Spark Data Wrangling in SAP Analytics Cloud
——— This blog is outdated. For more updated information, please refer to the Guided Playlist on Smart Wrangling in SAP Analytics Cloud.———
Back in July 2015, we started a project code named “Sparca” to help break apart the data wrangling functionality into a separate microservice from our monolithic architecture. It was a great learning experience that I decided to document and share with you now that it was released back in December 2016.
The Sparca Data Wrangler helps with the pruning, transforming, and formatting of your data so that you can create a SAP Cloud Analytics Model that will eventually be consumed by Charts and Tables. Data wrangling sits in between the Data Acquisition and the Modelling workflow. The Data Acquisition phase involves retrieving raw data from all the different cloud or on-premise data sources such as Concur, SuccessFactors, BW, HANA, BI Universes etc. When you initially acquire raw data it may need to be cleaned and it can also be quite large in terms of the number of rows and columns. During this data wrangling process sometimes you are still trying to understand your data and make sense out of it, so data profiling also plays a part in model design. Many of these columns and rows might not even be relevant to your charts and the data wrangling design process itself can also be quite time consuming.
In the previous monolithic architecture, does it make sense to use up HANA’s resources for large unrealized data that has not been mined for information yet? Does it make the most sense to use HANA’s memory for long running sessions when a single user has not discovered what they want to create yet? We think we can use an alternative solution for these steps before analytics take place by moving towards a microservice architecture.
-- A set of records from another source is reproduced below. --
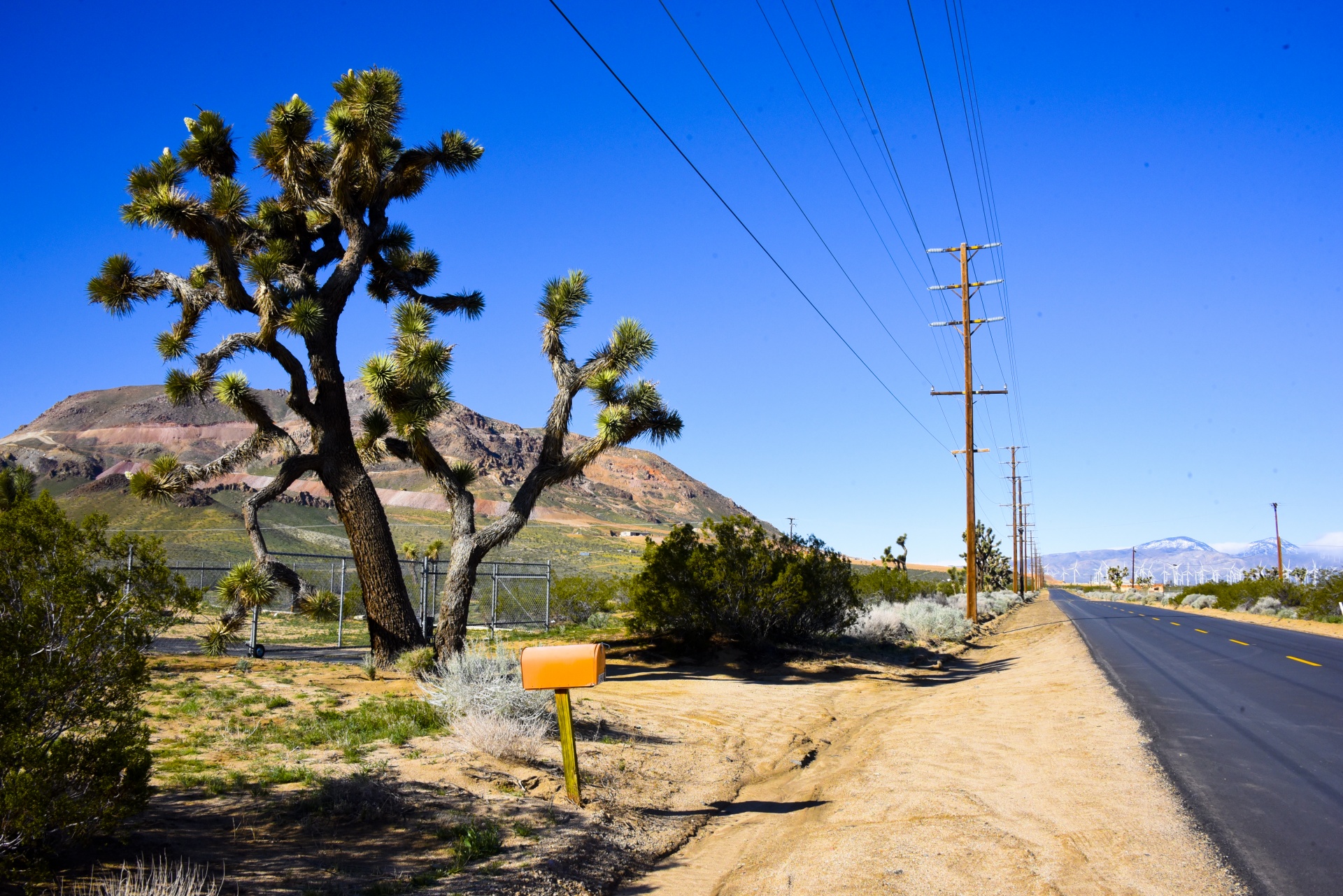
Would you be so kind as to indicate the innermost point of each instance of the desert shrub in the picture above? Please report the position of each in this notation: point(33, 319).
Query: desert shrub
point(371, 794)
point(156, 879)
point(74, 623)
point(739, 583)
point(931, 621)
point(1267, 606)
point(417, 662)
point(485, 681)
point(578, 597)
point(480, 690)
point(881, 624)
point(883, 583)
point(1312, 594)
point(599, 620)
point(940, 618)
point(919, 620)
point(503, 737)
Sparca does not use HANA to implement data wrangling so this will alleviate the memory and computing resources used in the monolith. HANA was designed for grouping and aggregation which suits analytics but is not the ideal fit for large datasets with unrealized raw values. For data that is still unprepared we can store it on a cheaper platform like Hadoop which does not require expensive hardware and will allow us to wrangle very large data sources which would otherwise not be possible to fit into your traditional database. Users love looking at our digital boardroom with all the fancy charts and tables. However, creating a relevant model that is consumable by those charts is very challenging. One of the goals of our team is to help make model creation easier and learnable so that you can move on to the more fun parts of the application like chart and story creation. We try to guide the user by automatically doing smart conversions for them, suggesting actions to take based off of data profiling, and giving feedback to users when they are designing an invalid model. It is an imperfect solution that always generates much Usability discussion and controversy!
It was very interesting working on the Sparca project because it introduced us to many new technologies such as Hadoop, Spark, Akka, and Spray. We were also able to express our algorithms using Scala which challenged us to write our code in an immutable functional way without any side effects. The Sparca Service is also different than your traditional web application in that it doesn’t have a database at all. Everything is in memory! So this brought up some interesting solutions to implement workflows that we previously took for granted when a database was present. All this innovation we took advantage of is all open source. So we were able to learn a lot by looking at source code and Googling for problems that others have encountered.
Back End Architecture
One constant pattern that runs up and down our stack is layering. We use layering to manage complexity and help decide how features should be implemented and tested. It is very hard to make code changes on an agile team that wants to deploy every 2 weeks if you don’t understand the ramifications of the changes in your commits. Layering is one pattern we use to abstract complexity and manage our code. Here are some benefits we discovered in our layered service:
- we can advise and have a common understanding where code should be changed
- we understand the consequences of a code change without intimately knowing the other layers
- have greater flexibility to swap out layers without affecting the entire code base
- we can come up with testing strategies at each layer that will harden the code over time.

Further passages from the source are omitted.